2. Description of the Related Art
One important exemplary application for the components mentioned here are so-called IMUs (inertial measurement units) including a MEMS (microelectromechanical system) element which includes a rotation rate sensor component as well as an acceleration sensor component. The two sensor components are formed in the layer structure of the MEMS element and situated next to one another. They are capped with the aid of the second element in order to protect the sensor structures and to ensure defined pressure conditions for the respective sensor operation. Since rotation rate sensors and acceleration sensors are usually operated at different ambient pressures, an individual cap structure is provided in the second element for each sensor structure. In rotation rate sensors, a part of the sensor structure is driven resonantly. In order to keep the damping of the sensor structure preferably low, a preferably low internal pressure of approximately 1 mbar is set in the cavity of a rotation rate sensor element. The rotation rate sensor may then be operated even at a relatively low excitation voltage. In contrast thereto, the sensor structure of an acceleration sensor is to preferably not be excited to vibrations. For this reason, acceleration sensors are operated at a significantly higher internal pressure of typically 500 mbar.

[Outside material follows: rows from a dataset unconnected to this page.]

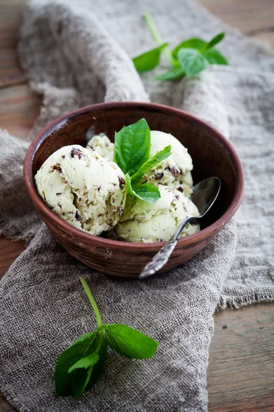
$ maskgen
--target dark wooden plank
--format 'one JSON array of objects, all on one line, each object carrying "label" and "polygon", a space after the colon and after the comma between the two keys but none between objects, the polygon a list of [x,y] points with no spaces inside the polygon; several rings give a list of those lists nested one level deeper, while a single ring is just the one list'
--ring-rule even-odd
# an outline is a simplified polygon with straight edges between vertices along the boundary
[{"label": "dark wooden plank", "polygon": [[210,412],[274,411],[274,305],[215,316],[208,390]]}]

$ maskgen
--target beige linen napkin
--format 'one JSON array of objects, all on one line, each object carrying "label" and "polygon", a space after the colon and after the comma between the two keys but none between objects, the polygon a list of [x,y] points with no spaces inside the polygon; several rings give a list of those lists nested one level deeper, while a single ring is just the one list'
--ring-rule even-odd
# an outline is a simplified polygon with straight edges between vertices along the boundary
[{"label": "beige linen napkin", "polygon": [[[171,45],[210,39],[223,26],[190,0],[31,1],[20,58],[44,95],[32,136],[49,121],[97,102],[148,101],[188,111],[221,130],[237,150],[245,196],[231,221],[199,255],[145,282],[112,279],[85,266],[41,224],[23,187],[27,144],[0,133],[1,233],[31,240],[0,284],[0,387],[22,412],[207,410],[206,367],[216,306],[274,297],[274,57],[229,27],[229,67],[174,82],[142,80],[130,57],[153,46],[141,14],[150,12]],[[164,70],[163,61],[158,69]],[[103,377],[78,400],[54,396],[57,357],[95,320],[79,277],[85,276],[105,323],[125,323],[159,341],[138,361],[110,353]]]}]

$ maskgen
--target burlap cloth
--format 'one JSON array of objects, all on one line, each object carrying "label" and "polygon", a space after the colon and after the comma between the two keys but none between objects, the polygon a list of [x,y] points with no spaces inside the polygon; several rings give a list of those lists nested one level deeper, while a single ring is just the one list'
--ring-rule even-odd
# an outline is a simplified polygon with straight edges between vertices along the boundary
[{"label": "burlap cloth", "polygon": [[[77,107],[149,96],[195,114],[231,139],[245,168],[244,202],[236,220],[191,261],[145,282],[112,279],[72,258],[41,224],[23,183],[28,145],[2,131],[1,231],[32,239],[0,287],[1,389],[22,412],[206,411],[218,302],[225,308],[273,299],[273,54],[226,27],[221,49],[229,66],[174,82],[155,82],[150,73],[142,82],[130,57],[155,44],[141,19],[145,10],[172,46],[193,36],[210,39],[224,28],[190,0],[29,4],[19,54],[32,87],[44,95],[32,135]],[[158,72],[165,66],[163,58]],[[93,389],[79,400],[57,399],[56,358],[95,327],[80,275],[87,278],[105,323],[147,333],[159,341],[159,350],[144,361],[110,352]]]}]

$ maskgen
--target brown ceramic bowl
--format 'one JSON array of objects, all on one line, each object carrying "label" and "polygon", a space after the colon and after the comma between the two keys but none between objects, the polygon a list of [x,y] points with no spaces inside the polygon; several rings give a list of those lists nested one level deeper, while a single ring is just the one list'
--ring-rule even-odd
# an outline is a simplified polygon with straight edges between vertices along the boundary
[{"label": "brown ceramic bowl", "polygon": [[113,141],[114,132],[145,117],[151,130],[171,133],[193,159],[195,183],[207,177],[220,178],[218,199],[201,230],[179,240],[162,271],[171,269],[199,253],[227,223],[238,208],[243,194],[242,168],[232,145],[205,122],[180,110],[150,103],[102,103],[75,110],[45,127],[27,150],[24,163],[25,185],[38,214],[57,240],[71,255],[87,265],[115,276],[136,277],[163,243],[129,243],[109,240],[79,230],[55,215],[44,203],[34,177],[53,152],[71,144],[86,145],[90,127]]}]

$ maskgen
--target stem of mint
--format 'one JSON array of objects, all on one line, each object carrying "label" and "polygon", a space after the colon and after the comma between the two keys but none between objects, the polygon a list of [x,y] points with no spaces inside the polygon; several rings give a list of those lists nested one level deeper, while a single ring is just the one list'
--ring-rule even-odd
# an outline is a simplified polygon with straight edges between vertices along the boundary
[{"label": "stem of mint", "polygon": [[[145,19],[145,20],[146,21],[147,24],[149,27],[149,29],[151,32],[152,36],[154,37],[158,45],[159,46],[160,46],[164,42],[163,39],[162,38],[161,35],[159,33],[158,28],[156,27],[156,25],[154,23],[154,20],[152,19],[151,14],[147,12],[145,13],[142,16]],[[171,62],[171,64],[173,66],[178,65],[177,62],[173,58],[173,56],[172,56],[171,50],[167,46],[166,47],[164,47],[163,52],[166,56],[167,58],[169,59],[169,62]]]},{"label": "stem of mint", "polygon": [[97,328],[99,328],[102,326],[103,323],[102,323],[102,319],[101,319],[100,312],[97,308],[97,305],[96,304],[96,302],[95,302],[95,299],[92,296],[92,294],[91,293],[90,289],[88,287],[88,284],[86,283],[86,279],[83,276],[81,276],[80,280],[81,280],[81,283],[83,285],[83,287],[85,290],[85,292],[88,297],[88,300],[90,301],[90,304],[93,308],[93,310],[95,311],[95,316],[96,316],[96,320],[97,322]]}]

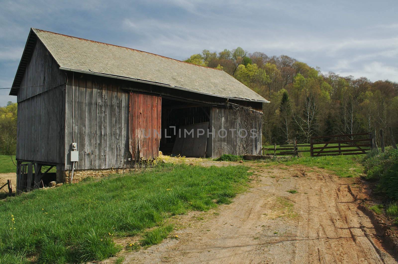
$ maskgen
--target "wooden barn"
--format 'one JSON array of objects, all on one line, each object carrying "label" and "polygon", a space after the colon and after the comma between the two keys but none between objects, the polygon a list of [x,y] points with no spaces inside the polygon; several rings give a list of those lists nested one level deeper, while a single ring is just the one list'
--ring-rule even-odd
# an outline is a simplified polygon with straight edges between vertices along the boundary
[{"label": "wooden barn", "polygon": [[39,186],[45,166],[60,182],[72,169],[78,180],[79,172],[127,169],[160,150],[258,154],[268,102],[222,70],[35,29],[10,94],[20,190]]}]

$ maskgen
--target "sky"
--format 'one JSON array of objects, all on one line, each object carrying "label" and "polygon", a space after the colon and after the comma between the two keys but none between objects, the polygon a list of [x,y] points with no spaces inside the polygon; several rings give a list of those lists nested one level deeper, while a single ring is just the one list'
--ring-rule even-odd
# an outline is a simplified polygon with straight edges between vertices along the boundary
[{"label": "sky", "polygon": [[[0,88],[12,85],[31,27],[178,60],[238,46],[324,73],[398,82],[398,2],[0,0]],[[16,101],[0,90],[0,106]]]}]

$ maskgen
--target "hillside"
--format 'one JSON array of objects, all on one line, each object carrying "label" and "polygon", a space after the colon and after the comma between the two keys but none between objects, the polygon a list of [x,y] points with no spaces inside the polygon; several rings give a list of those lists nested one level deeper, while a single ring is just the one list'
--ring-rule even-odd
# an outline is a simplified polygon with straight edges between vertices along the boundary
[{"label": "hillside", "polygon": [[222,69],[271,101],[264,106],[263,145],[295,137],[306,143],[314,135],[388,133],[390,127],[398,135],[396,83],[325,75],[288,56],[249,53],[239,47],[204,50],[185,61]]}]

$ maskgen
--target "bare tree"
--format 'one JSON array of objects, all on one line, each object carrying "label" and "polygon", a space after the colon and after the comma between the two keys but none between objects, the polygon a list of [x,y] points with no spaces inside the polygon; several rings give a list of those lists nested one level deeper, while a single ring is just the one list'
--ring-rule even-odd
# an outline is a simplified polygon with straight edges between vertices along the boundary
[{"label": "bare tree", "polygon": [[295,114],[293,119],[304,135],[306,143],[310,141],[315,133],[316,127],[316,115],[318,108],[315,101],[311,97],[307,97],[304,105],[302,117]]}]

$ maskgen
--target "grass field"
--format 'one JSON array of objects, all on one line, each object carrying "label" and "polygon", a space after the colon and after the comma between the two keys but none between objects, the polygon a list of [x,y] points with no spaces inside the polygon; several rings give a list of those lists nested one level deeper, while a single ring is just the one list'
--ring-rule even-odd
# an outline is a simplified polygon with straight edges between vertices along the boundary
[{"label": "grass field", "polygon": [[248,169],[165,165],[8,198],[0,202],[0,263],[103,260],[126,246],[115,237],[158,243],[172,230],[170,216],[208,210],[243,191]]},{"label": "grass field", "polygon": [[[13,156],[12,160],[16,164],[17,162],[15,161],[15,156]],[[0,173],[8,173],[9,172],[15,172],[16,167],[12,163],[11,157],[9,156],[0,155]]]},{"label": "grass field", "polygon": [[[16,172],[17,170],[17,167],[14,164],[17,164],[17,162],[15,160],[15,156],[12,156],[12,159],[9,156],[0,155],[0,173],[9,173],[10,172]],[[14,163],[13,163],[13,161]],[[41,168],[41,171],[43,172],[46,171],[48,166],[43,166]],[[50,172],[57,172],[56,168],[54,167],[50,170]]]},{"label": "grass field", "polygon": [[[322,145],[314,145],[315,146],[322,146]],[[330,146],[337,146],[337,144],[330,144]],[[273,147],[273,146],[264,146],[267,148]],[[279,147],[279,146],[277,146]],[[347,148],[349,149],[351,148]],[[353,147],[353,148],[355,148]],[[308,150],[309,147],[299,148],[299,150]],[[271,153],[267,152],[267,153]],[[333,172],[341,177],[358,177],[363,174],[364,167],[361,163],[365,155],[346,155],[336,156],[322,156],[311,157],[309,152],[299,152],[298,158],[282,160],[278,162],[289,166],[293,164],[301,164],[308,167],[317,167],[325,169]],[[277,162],[272,162],[277,163]]]}]

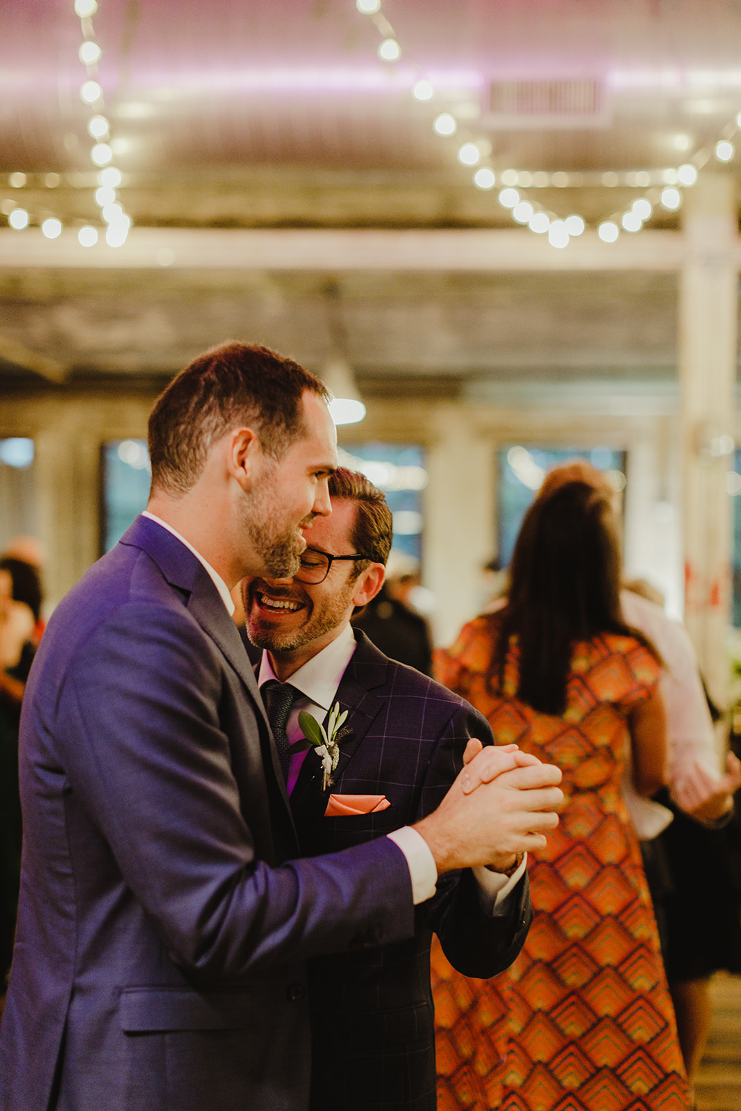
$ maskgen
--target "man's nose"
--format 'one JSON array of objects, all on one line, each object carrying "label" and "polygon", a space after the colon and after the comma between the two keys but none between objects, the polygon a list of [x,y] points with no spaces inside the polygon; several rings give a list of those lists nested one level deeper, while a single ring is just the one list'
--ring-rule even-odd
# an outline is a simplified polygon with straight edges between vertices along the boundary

The internal pressure which results within a cavity between two elements joined by bonding is a function of the ambient pressure at which the bonding process is carried out. For this reason, the implementation of cavities having a different internal pressure for the individual sensor components of a MEMS element requires special measures when the two, sensor components are to be capped only with another element and in one single bonding step.
This is the object on which US patent application publication 2012/0326248 A1 is based. In this publication, it is suggested, among other things, to provide, in the area of a cavity, one of the element surfaces to be joined with a getter material or an outgassing material which bonds or releases a defined amount of gas at a corresponding temperature treatment. In this way, a targeted decrease or increase of the internal pressure of the cavity is to be effectuated.
This procedure is problematic for multiple reasons. In practice, it has been found that the internal pressure in such a cavity often changes even after the sensor calibration, since the getter material post-getters or the outgassing material gasses out further. This ultimately results in a distortion of the measurement results. But the micromechanical sensor function is often also interfered with by the extraneous materials in the cavity. Material ruptures repeatedly occur in particular in getter layers. This results in individual particles breaking off, which settle in or at the sensor structure and whose mobility is limited.